Commodore Miyashi’s ships concentrated on supporting the Kikukei, and that may have saved her. Still, both the Unicorn and the Leprechaun fell farther behind, bleeding steam and armor from hits even as they fired ever-decreasing salvos. At close range, they both managed a missile salvo that took their closest enemies with them as their final moment came.
Suddenly, the fight was over as quickly as it had begun. Two more of Kris’s ships were gone, but an alien dish was gone with them. The Kikukei managed to put on enough gees to crawl ahead and join CripDiv 1.
With BatRon 5 reduced to three ships, Kris offered Commodore Benson the chance to take all his ships out of the line and join the cripples in reserve.
“We’ve just begun to fight, Admi
ral,” was his reply. On Kris’s board, many of her ships were showing some red for damaged. However, as the quiet between storms stretched out, Temptress’s, Fairy Princess’s, and Pixie’s hardworking damage control parties brought them back into yellow.
The alien commander also seemed to need time to reassess the situation. The two remaining dishes, both battered, slowed their advance to half a gee. The rear four dishes and mother ship closed on them at one gee.
The clan was gathering, and their swords were sharp.
Kris had started with forty-four ships. She’d lost three and held four damaged ships in reserve. The tip of her spear, the four battle squadrons still had eight ships each, but she had little to play with otherwise. The remnants of BatRon 5 weren’t even a full division, and she wasn’t supposed to send her flagship charging into the line.
Across space, some 180 monsters formed a hexagon. Possibly worse, eighteen speedy small boys were doing a fast run, dropping well below the lowest dish to get behind Kris. So far, those little boys hadn’t shown a lot of firepower, but if they got across Kris’s line of flight and started tossing atomics at her, things could get messy.
“Constitution, Tiger, and Spitfire, you up for a high-speed run and some shooting?” Kris asked.

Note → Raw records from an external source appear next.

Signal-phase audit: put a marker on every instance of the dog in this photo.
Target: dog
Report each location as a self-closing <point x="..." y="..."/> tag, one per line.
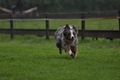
<point x="66" y="38"/>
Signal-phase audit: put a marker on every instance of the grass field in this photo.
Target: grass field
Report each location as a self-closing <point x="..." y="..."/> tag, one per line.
<point x="34" y="58"/>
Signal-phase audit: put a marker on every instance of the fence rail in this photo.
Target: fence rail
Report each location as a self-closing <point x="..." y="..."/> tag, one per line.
<point x="109" y="34"/>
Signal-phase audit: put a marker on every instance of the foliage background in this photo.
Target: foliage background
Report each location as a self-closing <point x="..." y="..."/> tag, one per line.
<point x="66" y="5"/>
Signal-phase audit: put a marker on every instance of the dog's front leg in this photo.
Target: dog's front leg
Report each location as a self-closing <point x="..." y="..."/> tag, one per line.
<point x="68" y="50"/>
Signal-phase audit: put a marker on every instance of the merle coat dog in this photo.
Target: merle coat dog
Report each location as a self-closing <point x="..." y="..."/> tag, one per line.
<point x="66" y="38"/>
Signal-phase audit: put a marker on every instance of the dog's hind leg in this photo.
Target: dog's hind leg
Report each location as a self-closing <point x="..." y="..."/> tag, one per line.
<point x="58" y="44"/>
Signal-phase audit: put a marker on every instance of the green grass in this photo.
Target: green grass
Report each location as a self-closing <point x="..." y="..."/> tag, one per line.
<point x="110" y="24"/>
<point x="34" y="58"/>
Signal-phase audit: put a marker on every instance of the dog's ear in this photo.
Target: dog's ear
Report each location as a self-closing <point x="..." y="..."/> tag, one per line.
<point x="76" y="30"/>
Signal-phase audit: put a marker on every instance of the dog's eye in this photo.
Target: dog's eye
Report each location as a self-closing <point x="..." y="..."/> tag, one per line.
<point x="74" y="33"/>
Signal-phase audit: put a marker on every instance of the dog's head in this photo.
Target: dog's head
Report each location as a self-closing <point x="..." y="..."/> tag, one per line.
<point x="70" y="32"/>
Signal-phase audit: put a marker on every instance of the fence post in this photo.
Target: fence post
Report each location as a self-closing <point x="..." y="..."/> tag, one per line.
<point x="83" y="27"/>
<point x="11" y="29"/>
<point x="119" y="18"/>
<point x="47" y="26"/>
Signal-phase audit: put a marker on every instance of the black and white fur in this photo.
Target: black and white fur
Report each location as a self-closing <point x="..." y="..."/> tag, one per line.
<point x="66" y="38"/>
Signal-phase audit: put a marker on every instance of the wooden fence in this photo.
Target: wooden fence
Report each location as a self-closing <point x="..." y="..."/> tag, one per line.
<point x="109" y="34"/>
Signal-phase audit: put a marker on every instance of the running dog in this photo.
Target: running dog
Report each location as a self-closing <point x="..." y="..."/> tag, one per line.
<point x="66" y="38"/>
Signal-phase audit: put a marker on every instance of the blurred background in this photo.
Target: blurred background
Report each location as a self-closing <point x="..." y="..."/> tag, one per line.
<point x="66" y="5"/>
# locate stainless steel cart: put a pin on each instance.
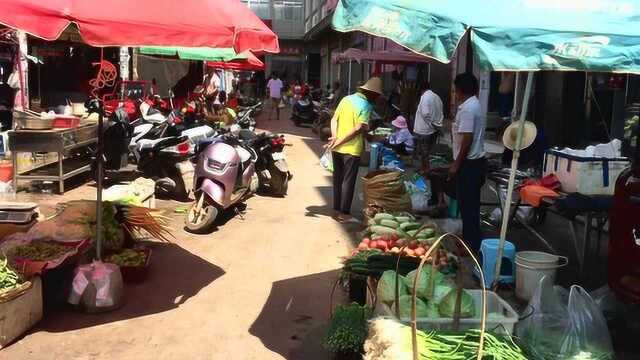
(60, 141)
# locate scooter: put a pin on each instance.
(224, 176)
(271, 166)
(304, 111)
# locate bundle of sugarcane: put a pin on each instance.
(138, 219)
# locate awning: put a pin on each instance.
(200, 53)
(382, 57)
(516, 35)
(250, 63)
(194, 23)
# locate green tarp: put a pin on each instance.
(586, 35)
(202, 53)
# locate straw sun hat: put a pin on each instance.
(511, 134)
(374, 84)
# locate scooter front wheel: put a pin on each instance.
(201, 221)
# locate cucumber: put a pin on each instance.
(389, 223)
(410, 226)
(383, 230)
(403, 219)
(383, 216)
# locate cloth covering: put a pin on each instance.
(533, 194)
(167, 72)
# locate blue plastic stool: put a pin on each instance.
(374, 156)
(488, 257)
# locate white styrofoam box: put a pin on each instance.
(20, 314)
(501, 317)
(585, 175)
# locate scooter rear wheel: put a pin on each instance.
(201, 222)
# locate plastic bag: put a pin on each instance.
(97, 287)
(561, 328)
(326, 160)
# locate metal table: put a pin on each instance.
(594, 220)
(60, 141)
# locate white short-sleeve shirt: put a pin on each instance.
(275, 88)
(429, 114)
(469, 119)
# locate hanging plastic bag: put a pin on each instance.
(14, 80)
(326, 160)
(97, 287)
(564, 327)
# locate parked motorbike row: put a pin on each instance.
(231, 162)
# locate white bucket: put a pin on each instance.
(531, 266)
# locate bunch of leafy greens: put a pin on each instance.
(404, 303)
(426, 284)
(348, 329)
(386, 291)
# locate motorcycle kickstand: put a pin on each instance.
(238, 212)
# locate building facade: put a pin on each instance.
(286, 19)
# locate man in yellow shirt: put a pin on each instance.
(348, 128)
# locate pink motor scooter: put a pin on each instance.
(224, 176)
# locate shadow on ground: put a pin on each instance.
(175, 275)
(294, 318)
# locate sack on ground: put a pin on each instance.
(564, 326)
(97, 287)
(386, 190)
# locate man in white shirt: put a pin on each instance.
(274, 88)
(468, 168)
(429, 117)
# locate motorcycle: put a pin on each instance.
(225, 175)
(271, 165)
(304, 111)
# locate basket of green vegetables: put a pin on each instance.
(440, 344)
(11, 282)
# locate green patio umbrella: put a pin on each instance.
(195, 53)
(508, 35)
(515, 35)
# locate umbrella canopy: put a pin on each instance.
(383, 57)
(508, 35)
(249, 63)
(199, 53)
(193, 23)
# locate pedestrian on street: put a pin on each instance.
(427, 126)
(274, 88)
(468, 168)
(349, 126)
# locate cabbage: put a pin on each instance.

In theory, their boards showed green again, but Kris didn’t trust she was getting the real word. She left the Kikukei out. It showed only two lasers online.

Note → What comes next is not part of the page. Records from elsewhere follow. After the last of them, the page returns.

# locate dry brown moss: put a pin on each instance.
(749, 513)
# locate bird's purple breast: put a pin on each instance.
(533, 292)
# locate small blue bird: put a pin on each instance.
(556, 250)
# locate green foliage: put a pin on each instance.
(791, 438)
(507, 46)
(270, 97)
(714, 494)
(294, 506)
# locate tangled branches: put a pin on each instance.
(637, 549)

“We’re ready now,” the skipper of the Constitution said for all.
“You see their little boys. We can’t have them behind us. Proceed independently and stop them.”
Three big war wagons went to 2.75 gees and headed down, jinking all the way.

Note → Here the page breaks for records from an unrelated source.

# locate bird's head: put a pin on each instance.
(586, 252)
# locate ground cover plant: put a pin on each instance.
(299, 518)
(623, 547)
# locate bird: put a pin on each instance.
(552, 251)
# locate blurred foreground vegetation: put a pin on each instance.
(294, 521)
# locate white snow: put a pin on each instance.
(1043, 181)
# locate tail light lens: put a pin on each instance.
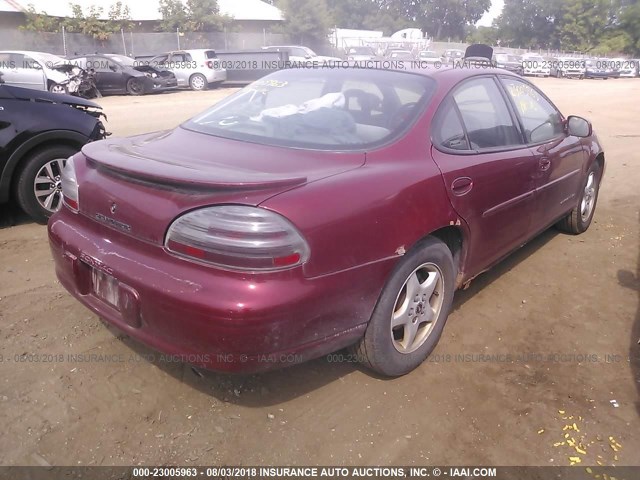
(70, 186)
(238, 238)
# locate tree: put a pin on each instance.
(366, 15)
(174, 15)
(89, 23)
(441, 19)
(630, 24)
(40, 21)
(120, 16)
(486, 35)
(307, 21)
(583, 23)
(529, 23)
(195, 16)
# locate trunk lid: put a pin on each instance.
(139, 185)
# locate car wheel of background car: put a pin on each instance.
(579, 219)
(135, 87)
(408, 319)
(198, 82)
(57, 88)
(38, 187)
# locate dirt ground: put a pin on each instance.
(565, 309)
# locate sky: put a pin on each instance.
(492, 14)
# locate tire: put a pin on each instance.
(198, 82)
(41, 207)
(57, 88)
(580, 217)
(427, 270)
(135, 86)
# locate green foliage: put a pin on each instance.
(588, 26)
(367, 15)
(486, 35)
(40, 21)
(306, 21)
(195, 16)
(446, 19)
(120, 16)
(89, 22)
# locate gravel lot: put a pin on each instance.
(566, 309)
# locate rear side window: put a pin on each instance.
(540, 119)
(180, 57)
(448, 131)
(485, 115)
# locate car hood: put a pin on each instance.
(19, 93)
(156, 177)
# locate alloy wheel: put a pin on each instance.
(589, 197)
(417, 308)
(47, 185)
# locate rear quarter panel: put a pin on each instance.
(370, 214)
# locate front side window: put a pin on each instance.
(320, 108)
(540, 119)
(485, 115)
(448, 131)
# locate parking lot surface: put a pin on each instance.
(543, 345)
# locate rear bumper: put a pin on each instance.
(216, 76)
(207, 317)
(160, 84)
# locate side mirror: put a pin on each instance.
(578, 126)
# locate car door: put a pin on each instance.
(109, 75)
(31, 73)
(489, 172)
(23, 71)
(560, 157)
(178, 65)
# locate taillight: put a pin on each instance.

Kris could only watch that battle out of the corner of her eye. The hexagon of dishes were again trying to engulf her tiny battle array. First, the top dish would edge its speed up, closing the distance a bit, then one of the side dishes would make the threat.
Kris chose to feint toward one, shoot a few long-range salvos, never from more than one division of a squadron, then up her own speed to match the creeper. She picked off a ship here, another ship there, and she kept them at bay. But if they kept this up, there would still be a whole lot of them when they made orbit above Alwa.